Many companies match a percentage of your contributions to a 401(k). In these cases, you should always contribute at least that amount. It’s free money and helps your investment build quicker.
Don’t forget to roll over your 401(k) to a traditional IRA if you change jobs, too. (If you’re like 25% of young employees, you’ll have likely worked five jobs by age 35.)
Aviva Pinto, a wealth manager at Bronfman Rothschild in New York City, says “If you think you will be in a higher tax bracket when you retire, a Roth IRA is also a great idea.” Contributions to Roth IRAs are made with after-tax dollars, so withdrawals are tax-free.
You lose out on quite a bit of financial growth by procrastinating investing.
“Unfortunately, people believe there is always time ‘later,’” continues Carlson. “But by age 35, you’ve already lost a lot of time and compound interest that could make a huge difference in retirement.”
When it comes to investments and savings, compound interest is your friend. The more you put away and the longer you save, the larger your account grows.
Richard Best, a writer for dontpayfull.com with over 30+ years’ experience in financial services, agrees: “There is a real cost of waiting to save for your retirement.” He presents the following example to illustrate the power of compound interest:
“Vincent contributes $20,000 starting at age 25 and stops making contributions at age 45.
Ally waits until age 45 to start contributing $20,000 per year until age 65.
They both invest the same amount of money. However, assuming a 6% average annual return, Vincent would have $2.5 million by age 65, while Ally would have just $790,000.”
By waiting 20 years longer than Vincent to begin investing, Ally loses out on more than $1.7 million. Can you say ouch?
5. Make (or Update) Your Will
While you can make a will at any age over 18, you don’t need one until you’ve amassed some assets or have dependents. Marriage, parenthood, or a positive net worth are all times you really should put a will in place or reassess one you already have.

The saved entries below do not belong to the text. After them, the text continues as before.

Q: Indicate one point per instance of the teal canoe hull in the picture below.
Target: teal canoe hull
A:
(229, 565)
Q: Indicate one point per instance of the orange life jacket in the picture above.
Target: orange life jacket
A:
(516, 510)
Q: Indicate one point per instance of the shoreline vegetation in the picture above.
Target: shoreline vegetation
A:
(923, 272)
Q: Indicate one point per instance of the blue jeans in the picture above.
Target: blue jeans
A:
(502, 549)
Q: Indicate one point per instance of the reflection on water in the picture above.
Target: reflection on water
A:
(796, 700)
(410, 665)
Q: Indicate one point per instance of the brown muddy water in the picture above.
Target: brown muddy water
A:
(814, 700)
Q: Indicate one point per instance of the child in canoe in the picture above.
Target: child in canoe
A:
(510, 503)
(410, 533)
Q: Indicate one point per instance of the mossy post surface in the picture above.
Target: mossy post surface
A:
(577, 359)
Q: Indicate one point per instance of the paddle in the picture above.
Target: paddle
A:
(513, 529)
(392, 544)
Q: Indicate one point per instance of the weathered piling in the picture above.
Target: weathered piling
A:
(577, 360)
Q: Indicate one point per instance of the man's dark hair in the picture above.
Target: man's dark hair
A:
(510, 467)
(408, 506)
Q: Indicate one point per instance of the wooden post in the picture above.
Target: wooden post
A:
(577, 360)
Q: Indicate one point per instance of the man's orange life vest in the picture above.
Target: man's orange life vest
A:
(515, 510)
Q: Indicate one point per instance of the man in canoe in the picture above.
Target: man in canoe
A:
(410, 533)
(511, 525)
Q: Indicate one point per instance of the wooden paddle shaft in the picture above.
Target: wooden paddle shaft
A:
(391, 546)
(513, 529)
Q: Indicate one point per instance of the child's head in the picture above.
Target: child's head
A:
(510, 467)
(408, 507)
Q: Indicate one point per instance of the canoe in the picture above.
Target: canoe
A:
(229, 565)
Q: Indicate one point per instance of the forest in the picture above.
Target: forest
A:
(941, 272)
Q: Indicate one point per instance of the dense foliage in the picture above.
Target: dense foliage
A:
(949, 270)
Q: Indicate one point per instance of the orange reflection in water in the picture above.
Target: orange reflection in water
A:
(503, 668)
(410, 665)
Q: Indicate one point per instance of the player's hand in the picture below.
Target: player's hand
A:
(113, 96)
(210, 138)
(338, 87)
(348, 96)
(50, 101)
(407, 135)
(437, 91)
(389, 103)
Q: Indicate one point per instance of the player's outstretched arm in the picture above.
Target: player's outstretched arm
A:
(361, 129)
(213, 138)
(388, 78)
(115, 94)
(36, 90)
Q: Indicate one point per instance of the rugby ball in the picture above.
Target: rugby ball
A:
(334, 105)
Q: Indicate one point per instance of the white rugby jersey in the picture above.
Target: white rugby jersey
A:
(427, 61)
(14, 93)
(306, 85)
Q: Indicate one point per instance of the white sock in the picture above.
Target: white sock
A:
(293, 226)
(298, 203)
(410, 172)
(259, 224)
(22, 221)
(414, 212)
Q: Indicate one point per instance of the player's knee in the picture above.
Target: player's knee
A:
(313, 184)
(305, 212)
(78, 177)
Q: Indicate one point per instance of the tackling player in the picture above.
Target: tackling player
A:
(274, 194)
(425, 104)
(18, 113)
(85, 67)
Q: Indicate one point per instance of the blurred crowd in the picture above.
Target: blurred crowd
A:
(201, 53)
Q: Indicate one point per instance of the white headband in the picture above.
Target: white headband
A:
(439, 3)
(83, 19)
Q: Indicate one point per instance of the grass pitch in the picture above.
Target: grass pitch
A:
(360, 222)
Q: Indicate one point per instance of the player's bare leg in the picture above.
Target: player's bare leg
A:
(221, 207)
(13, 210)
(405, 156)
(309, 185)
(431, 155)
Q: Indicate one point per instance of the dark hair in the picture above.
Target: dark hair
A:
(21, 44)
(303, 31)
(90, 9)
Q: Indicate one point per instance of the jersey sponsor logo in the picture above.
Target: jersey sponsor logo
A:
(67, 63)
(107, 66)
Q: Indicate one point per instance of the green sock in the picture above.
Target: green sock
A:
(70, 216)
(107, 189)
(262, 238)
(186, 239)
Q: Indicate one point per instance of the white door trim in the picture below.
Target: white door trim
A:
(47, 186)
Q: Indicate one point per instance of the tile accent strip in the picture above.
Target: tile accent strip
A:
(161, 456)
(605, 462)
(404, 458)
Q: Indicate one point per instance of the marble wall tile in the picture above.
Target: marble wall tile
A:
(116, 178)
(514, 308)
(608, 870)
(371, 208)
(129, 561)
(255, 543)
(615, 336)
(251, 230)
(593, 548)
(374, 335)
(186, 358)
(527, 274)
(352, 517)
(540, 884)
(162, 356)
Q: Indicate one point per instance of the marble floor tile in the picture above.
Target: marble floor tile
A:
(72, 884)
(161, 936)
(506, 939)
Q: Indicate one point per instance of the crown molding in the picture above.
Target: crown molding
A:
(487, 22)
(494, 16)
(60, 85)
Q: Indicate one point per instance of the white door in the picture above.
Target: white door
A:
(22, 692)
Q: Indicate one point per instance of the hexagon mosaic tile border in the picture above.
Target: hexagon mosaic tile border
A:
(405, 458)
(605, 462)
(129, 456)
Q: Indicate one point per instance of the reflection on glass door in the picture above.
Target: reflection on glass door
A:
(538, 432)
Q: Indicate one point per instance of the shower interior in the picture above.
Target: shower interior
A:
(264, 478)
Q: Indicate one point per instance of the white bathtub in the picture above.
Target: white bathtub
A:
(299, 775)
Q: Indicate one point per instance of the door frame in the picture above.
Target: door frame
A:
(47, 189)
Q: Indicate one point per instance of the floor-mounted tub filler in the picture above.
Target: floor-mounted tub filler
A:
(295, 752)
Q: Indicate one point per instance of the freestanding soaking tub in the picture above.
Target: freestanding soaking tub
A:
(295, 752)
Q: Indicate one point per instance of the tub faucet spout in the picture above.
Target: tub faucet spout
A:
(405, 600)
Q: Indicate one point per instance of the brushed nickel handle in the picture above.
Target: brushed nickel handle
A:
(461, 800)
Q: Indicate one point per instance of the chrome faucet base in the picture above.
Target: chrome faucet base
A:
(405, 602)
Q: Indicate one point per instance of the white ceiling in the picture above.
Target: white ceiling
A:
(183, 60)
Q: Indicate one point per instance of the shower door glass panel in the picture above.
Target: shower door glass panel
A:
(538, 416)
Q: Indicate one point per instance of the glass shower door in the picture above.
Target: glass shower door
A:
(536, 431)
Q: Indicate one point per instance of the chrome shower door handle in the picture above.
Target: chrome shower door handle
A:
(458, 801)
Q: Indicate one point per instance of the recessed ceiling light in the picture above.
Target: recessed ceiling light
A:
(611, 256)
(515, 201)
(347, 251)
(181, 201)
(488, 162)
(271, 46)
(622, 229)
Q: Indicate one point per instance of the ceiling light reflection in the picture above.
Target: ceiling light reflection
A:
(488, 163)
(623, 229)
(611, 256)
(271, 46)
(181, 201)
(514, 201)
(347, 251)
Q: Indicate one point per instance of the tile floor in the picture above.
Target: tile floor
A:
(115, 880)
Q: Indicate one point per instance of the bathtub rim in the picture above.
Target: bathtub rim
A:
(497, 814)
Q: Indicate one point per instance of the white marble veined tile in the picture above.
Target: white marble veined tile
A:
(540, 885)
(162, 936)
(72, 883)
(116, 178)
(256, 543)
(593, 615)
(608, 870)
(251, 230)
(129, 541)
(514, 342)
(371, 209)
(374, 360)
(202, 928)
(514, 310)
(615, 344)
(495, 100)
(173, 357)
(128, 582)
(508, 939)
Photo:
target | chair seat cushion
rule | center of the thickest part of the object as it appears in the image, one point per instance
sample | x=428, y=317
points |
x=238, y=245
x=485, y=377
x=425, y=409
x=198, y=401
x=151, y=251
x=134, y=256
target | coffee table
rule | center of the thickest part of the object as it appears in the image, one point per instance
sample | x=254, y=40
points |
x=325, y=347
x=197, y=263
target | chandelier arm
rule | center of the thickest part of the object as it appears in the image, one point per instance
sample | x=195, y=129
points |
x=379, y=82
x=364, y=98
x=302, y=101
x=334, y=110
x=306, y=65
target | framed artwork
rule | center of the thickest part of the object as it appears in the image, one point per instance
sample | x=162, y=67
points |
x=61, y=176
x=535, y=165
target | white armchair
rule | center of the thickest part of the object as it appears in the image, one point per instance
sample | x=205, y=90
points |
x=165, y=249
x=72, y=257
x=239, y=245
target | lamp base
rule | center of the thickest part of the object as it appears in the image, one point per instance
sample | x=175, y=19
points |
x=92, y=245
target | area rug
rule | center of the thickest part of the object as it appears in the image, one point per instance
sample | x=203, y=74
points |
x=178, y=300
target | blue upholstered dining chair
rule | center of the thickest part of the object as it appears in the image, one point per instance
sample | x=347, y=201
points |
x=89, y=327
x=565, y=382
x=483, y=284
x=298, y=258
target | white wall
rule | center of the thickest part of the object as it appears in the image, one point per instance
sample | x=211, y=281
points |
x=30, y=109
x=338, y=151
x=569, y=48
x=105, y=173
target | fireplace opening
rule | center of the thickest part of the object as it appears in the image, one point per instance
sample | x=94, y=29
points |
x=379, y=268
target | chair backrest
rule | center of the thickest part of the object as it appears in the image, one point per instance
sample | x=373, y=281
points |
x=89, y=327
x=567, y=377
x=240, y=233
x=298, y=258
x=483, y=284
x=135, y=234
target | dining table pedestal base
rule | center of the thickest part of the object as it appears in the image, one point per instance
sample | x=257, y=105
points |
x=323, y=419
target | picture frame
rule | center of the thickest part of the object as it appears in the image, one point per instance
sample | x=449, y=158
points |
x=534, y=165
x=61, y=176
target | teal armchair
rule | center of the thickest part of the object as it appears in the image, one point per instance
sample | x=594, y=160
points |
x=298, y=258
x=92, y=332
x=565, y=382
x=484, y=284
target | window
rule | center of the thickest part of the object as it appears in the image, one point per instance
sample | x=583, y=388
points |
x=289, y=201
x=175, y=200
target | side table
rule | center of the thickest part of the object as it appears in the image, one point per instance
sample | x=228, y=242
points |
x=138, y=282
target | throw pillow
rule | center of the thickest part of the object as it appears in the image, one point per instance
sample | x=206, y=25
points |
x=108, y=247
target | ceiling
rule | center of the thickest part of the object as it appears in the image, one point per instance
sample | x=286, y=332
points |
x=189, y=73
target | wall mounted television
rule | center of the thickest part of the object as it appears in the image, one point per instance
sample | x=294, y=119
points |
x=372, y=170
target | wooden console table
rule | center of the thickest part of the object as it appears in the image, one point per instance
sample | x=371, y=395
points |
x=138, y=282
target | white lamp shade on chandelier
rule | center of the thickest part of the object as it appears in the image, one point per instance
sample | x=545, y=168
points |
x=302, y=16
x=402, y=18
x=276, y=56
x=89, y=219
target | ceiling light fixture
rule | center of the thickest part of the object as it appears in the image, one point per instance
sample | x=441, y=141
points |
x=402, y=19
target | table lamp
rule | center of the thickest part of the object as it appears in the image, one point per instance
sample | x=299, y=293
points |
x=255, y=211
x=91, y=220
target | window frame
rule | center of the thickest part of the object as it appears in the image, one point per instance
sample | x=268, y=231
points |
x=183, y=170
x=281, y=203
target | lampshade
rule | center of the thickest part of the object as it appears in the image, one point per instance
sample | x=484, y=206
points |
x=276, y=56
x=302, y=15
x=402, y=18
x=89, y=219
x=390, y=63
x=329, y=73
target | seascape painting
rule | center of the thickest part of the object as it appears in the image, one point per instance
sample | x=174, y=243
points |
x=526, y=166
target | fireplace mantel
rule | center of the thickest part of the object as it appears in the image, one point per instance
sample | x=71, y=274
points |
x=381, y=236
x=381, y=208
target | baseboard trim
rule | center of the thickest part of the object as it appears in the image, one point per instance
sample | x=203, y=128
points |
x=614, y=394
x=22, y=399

You can, of course, write your own will, but it’s wise to meet with a professional beforehand.
Adam Beaty, a Certified Financial Planner with Bullogic Wealth Management, thinks everyone, even those under the age of 35, should meet with an estate planner. “Dying is the easy part,” he says. He recommends “everyone look at getting a medical directive (living will), HIPAA release form, power of attorney, and power of attorney for any property owned.”
Estate planning protects your assets and financial well-being while you’re alive, too. Without plans in place, someone might have to go to court to gain conservatorship over your financial health if you become incapacitated.
And if you’ve already put together a plan, it’s always important to check (and update) your beneficiaries.
6. Get Insurance
There’s never a bad time to buy life insurance — particularly if you’re in your 30s. Because premiums are primarily based on age, the younger you buy a policy, the more coverage you can afford and the cheaper your premiums.
For example, a healthy non-smoking 35-year-old male in Texas can buy a 20-year term life policy with $250,000 of coverage for as little as $18 a month. At an age where his debt still likely exceeds his income and savings, a tax-free $250,000 benefit can go a long way toward protecting his loved ones’ financial health.
Don’t forget your home and auto insurance, either. In some cases, bundling insurance might prove beneficial, but never neglect to shop around for the best deal first.
Your 30s can be frightening for plenty of reasons, but your finances shouldn’t be one. You’re never too old to take the reigns of your financial future. By 35, you can set yourself up for a comfortable future that protects your goals (beachfront retirement, anyone?) and the people who matter to you most.
Everyone’s financial situation is different, but following and implementing these six financial must-dos by age 35 will give you a great financial foundation to build upon.